Di Aceh, Prabowo-Sandi meraih 89,23 % suara sedangkan Joko Widodo-Ma'ruf Amin sebesar 10,77 %. Di Sumatra Barat, perolehan suara Prabowo 85,07 % sedangkan Jokowi hanya 14,93 %. Demikian juga di Riau, Prabowo memperoleh 72,93 % suara sedangkan Jokowi 27,07 % suara.
Lihat grafik Databoks berikut ini:
Di mata Edi, kekalahan Jokowi ini tak mengherankan jika menilik faktor-faktor penyebabnya. Tidak aneh bila dukungan 12 kepala daerah di Sumatera Barat melalui deklarasi terbuka tak membuahkan hasil maksimal. Bahkan, hal itu seakan menjadi bumerang, sebuah strategi yang keliru. Hasilnya, suara Jokowi bukan semakin bertambah, malah lebih turun dibandingkan Pilpres 2014.
Sepekan sebelum pencoblosan, 12 kepala daerah di Sumatera Barat mendeklarasikan dukungannya kepada Jokowi-Ma'ruf di Danau Cimpago, Padang.
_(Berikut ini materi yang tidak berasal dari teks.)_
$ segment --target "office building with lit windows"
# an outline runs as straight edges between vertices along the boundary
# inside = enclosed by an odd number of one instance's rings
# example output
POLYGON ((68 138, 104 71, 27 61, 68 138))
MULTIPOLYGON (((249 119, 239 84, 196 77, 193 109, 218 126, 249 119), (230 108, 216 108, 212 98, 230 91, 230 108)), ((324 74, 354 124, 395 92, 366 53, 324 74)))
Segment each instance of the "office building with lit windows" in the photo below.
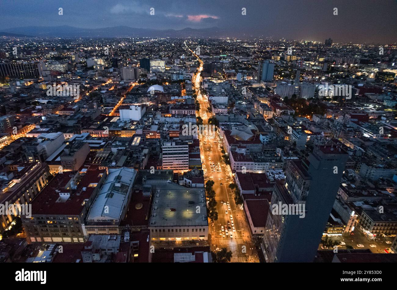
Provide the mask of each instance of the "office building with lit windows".
POLYGON ((28 242, 84 242, 85 219, 106 176, 96 166, 56 174, 22 218, 28 242))
POLYGON ((289 161, 285 182, 276 182, 272 197, 262 243, 267 262, 313 261, 348 159, 341 146, 321 146, 307 160, 289 161), (280 202, 304 204, 304 217, 273 214, 274 205, 280 202))
MULTIPOLYGON (((10 166, 0 174, 0 204, 29 204, 47 185, 50 171, 47 164, 40 162, 10 166)), ((0 216, 0 232, 8 228, 16 215, 0 216)))

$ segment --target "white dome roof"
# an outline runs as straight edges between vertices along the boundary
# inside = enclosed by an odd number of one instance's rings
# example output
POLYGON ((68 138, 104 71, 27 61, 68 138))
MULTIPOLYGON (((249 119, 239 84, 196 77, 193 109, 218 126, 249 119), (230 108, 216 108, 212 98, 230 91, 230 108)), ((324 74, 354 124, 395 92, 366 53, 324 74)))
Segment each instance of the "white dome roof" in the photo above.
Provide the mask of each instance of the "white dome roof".
POLYGON ((162 86, 159 85, 153 85, 149 87, 146 92, 150 92, 150 91, 160 91, 164 93, 164 89, 163 88, 162 86))

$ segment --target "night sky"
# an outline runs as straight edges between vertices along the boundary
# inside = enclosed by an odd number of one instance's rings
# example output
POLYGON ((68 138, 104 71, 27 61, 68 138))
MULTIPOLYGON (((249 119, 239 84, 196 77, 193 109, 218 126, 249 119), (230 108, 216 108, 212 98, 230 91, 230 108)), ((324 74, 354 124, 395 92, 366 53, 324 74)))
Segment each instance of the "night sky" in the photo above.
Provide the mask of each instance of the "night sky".
MULTIPOLYGON (((230 36, 324 42, 397 41, 394 0, 2 0, 3 29, 25 26, 98 28, 125 25, 158 29, 216 27, 230 36), (58 15, 60 7, 64 15, 58 15), (154 8, 154 15, 150 14, 154 8), (241 8, 247 15, 241 15, 241 8), (338 8, 338 15, 333 14, 338 8)), ((1 28, 0 28, 0 31, 1 28)))

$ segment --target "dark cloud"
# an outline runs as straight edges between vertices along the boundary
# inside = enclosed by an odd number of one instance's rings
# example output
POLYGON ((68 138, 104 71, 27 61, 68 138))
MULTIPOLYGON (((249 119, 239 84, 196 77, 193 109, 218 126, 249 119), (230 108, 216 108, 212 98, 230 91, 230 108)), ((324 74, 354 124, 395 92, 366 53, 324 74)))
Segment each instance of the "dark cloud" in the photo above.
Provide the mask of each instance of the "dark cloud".
POLYGON ((216 26, 230 36, 239 32, 288 39, 324 41, 331 37, 340 42, 391 43, 397 41, 396 11, 397 2, 393 0, 2 0, 0 25, 4 29, 61 25, 160 29, 216 26), (63 8, 63 15, 58 15, 59 7, 63 8), (241 15, 243 7, 245 15, 241 15), (154 15, 150 15, 152 8, 154 15), (337 15, 333 15, 335 8, 337 15))

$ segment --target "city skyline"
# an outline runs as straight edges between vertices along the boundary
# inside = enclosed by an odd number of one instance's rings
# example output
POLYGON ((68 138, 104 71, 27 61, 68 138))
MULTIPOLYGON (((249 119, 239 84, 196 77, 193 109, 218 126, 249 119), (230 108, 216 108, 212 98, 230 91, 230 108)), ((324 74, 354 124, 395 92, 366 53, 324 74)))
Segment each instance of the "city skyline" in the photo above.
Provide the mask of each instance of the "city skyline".
POLYGON ((2 31, 8 32, 32 26, 69 25, 93 29, 126 26, 162 31, 190 28, 211 29, 204 31, 202 36, 317 41, 331 37, 336 42, 391 43, 397 40, 397 19, 393 13, 397 4, 383 2, 379 5, 371 1, 353 4, 339 1, 231 1, 226 5, 223 1, 86 1, 79 3, 77 9, 70 1, 39 2, 32 6, 8 0, 0 4, 0 24, 2 31), (60 8, 63 15, 58 13, 60 8), (334 13, 335 8, 337 15, 334 13), (246 15, 242 15, 243 8, 246 15), (211 32, 214 30, 215 34, 211 32))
Mereka di antaranya Bupati Pesisir Selatan Hendrajoni, Bupati Dharmasraya Sutan Riska, Bupati Pasaman Yusuf Lubis, dan Bupati Tanah Datar Irdinansyah Tarmizi.
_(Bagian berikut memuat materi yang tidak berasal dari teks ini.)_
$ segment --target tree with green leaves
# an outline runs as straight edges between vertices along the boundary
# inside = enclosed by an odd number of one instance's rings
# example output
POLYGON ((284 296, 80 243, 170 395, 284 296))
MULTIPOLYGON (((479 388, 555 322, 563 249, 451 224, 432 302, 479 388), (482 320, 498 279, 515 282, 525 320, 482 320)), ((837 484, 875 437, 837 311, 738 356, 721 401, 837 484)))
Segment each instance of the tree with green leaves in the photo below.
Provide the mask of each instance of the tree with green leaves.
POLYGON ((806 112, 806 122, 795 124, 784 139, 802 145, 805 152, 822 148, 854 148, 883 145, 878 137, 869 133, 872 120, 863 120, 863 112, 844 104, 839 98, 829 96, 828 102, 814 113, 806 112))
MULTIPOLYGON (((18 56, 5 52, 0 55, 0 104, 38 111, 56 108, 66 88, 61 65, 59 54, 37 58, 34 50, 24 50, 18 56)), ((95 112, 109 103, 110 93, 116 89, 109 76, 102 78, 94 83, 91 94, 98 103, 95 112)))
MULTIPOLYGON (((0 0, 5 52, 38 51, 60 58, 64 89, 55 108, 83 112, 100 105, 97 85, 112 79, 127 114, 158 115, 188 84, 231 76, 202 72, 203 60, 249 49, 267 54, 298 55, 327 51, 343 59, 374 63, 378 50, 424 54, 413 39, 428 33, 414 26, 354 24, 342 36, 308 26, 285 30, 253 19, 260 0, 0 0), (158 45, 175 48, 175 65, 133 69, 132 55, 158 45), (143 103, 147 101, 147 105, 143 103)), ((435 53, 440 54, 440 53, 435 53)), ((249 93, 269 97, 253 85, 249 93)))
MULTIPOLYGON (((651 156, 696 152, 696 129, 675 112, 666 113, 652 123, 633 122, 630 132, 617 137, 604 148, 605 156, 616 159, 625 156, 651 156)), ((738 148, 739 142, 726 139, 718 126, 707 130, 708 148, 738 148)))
(Baca: Wiranto: Hasut Massa untuk Klaim Kemenangan Berpotensi Melanggar Hukum)
Lalu ada Bupati Sijunjung Yuswir Arifin, Bupati Mentawai Yudas Sabaggalet, Bupati Limapuluh Kota Irfendi Arbi, dan Bupati Solok Gusmal. Kemudian Wali Kota Padang Panjang Fadly Amran, Wali Kota Bukittinggi Ramlan Nurmatias, Wali Kota Solok Irzal, dan Wali Kota Pariaman Genius Umar.
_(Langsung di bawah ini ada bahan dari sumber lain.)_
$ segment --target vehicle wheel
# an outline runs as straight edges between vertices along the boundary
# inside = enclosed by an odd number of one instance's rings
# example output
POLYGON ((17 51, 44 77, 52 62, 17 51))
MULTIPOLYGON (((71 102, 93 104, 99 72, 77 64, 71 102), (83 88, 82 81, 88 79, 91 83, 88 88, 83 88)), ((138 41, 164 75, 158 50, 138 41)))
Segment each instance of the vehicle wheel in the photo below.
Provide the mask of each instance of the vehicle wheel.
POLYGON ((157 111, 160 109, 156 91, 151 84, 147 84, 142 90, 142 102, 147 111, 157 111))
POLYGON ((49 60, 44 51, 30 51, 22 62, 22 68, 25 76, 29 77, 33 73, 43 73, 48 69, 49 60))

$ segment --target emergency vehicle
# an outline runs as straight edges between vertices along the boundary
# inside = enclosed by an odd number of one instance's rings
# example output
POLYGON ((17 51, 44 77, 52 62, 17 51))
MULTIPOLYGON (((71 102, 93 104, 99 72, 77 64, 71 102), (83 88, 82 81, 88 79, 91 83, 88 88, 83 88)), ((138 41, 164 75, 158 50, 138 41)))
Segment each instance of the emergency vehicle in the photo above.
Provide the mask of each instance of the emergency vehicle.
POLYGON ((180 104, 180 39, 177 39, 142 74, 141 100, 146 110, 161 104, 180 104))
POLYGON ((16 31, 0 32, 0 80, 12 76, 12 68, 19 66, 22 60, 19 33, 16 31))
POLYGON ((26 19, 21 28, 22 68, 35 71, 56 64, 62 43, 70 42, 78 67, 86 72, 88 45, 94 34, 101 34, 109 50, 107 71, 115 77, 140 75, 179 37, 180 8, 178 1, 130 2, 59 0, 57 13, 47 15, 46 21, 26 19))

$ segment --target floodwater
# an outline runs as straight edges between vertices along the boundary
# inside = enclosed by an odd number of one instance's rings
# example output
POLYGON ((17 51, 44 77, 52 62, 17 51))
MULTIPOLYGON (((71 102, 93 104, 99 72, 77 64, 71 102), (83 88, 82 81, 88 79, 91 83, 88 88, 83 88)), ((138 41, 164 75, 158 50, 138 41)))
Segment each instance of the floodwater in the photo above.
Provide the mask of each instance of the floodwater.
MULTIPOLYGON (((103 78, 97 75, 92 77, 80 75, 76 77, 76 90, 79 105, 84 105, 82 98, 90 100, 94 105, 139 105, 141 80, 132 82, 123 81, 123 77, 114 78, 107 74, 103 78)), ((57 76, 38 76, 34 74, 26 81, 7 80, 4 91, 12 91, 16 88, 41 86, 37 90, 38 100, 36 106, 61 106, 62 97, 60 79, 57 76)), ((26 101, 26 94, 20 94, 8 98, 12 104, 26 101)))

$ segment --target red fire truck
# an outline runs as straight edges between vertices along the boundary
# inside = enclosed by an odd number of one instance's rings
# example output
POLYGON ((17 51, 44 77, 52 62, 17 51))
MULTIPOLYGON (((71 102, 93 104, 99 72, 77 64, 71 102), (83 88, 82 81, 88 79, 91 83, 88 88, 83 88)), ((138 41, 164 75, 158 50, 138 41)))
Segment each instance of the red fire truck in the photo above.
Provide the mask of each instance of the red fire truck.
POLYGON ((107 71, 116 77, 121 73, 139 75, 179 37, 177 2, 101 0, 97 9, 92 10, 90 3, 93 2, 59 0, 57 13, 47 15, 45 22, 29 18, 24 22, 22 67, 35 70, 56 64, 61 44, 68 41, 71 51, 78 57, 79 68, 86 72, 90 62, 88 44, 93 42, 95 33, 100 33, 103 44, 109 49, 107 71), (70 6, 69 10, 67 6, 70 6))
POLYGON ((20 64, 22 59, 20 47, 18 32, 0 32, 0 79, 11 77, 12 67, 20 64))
Edi menilai strategi yang dipakai untuk memenangkan Jokowi oleh tim sukses di Sumatera Barat ini tidak menjawab persoalan. Terkait ideologi, misalnya, sejak awal PDI Perjuangan selaku partai pengusung utama Jokowi sulit mendapat tempat di hati masyarakat Sumatera Barat.
Jika menggunakan pendekatan polarisasi kemajemukan, Jokowi dominan mendapat suara di Dharmasraya yang notabene dihuni oleh transmigran dari Pulau Jawa. Dari sisi psikologis, ia melihat ada yang memandang hal ini adalah pilihan yang hebat dan rasional.
(Baca: Menang 56% di Yogyakarta Tahun 2014, Jokowi Bidik 70% di Pilpres 2019)
Gejala perilaku seperti ini tidak hanya terjadi di Indonesia. Pada negara maju seperti Amerika Serikat pun terjadi, tidak bisa semata soal rasional dan tidak rasional. Selain itu, semakin maraknya penggunaan media sosial berandil membuat masyarakat lebih memilih Prabowo di Sumatera Barat.
Kekalahan Jokowi di Sumatera Sudah Terdeteksi
Sebenarnya, sejumlah sigi yang dilakukan oleh beberapa lembaga survei sudah melihat rendahnya elektabilitas Jokowi-Maruf. Charta Politika, misalnya, mencatat elektabilitas pasangan ini masih rendah di Sumatera, kalah dibandingkan Prabowo -Sandiaga. Perolehan suara pasangan calon petahana di wilayah ini hanya 43,3 persen.
Direktur Eksekutif Charta Politika Yunarto Wijaya mengungkapkan kekalahan Jokowi-Ma'ruf paling telak terjadi di Aceh, Sumatera Barat, Sumatera Selatan, dan Riau. Pasangan ini hanya unggul di Lampung. Wilayah yang cukup bersaing elektabilitas di antara keduanya, yakni Sumatera Utara, Jambi, Bengkulu dan Bangka Belitung.
(Baca: Dua Penyebab Elektabilitas Jokowi-Maruf Turun Jelang Pilpres
Menurut Yunarto, kekalahan Jokowi-Ma'ruf di Sumatera Selatan dan Riau salah satunya akibat turunnya harga komoditas karet. Mengacu perdagangan di Tokyo Commodity Exchange, harga karet pada Januari 2018 sempat menyentuh ¥ 214 per kilogram. Kemudian terus turun hingga ¥ 152 per kilogram pada November 2018.
Sejak Desember 2018 hingga Maret lalu, harga karet memang sempat membaik, tapi masih belum mencapai ¥ 200 per kilogram. “Harga karet dulu jauh lebih tinggi. Pemilih hanya tahu apa yang mereka rasakan,” kata Yunarto.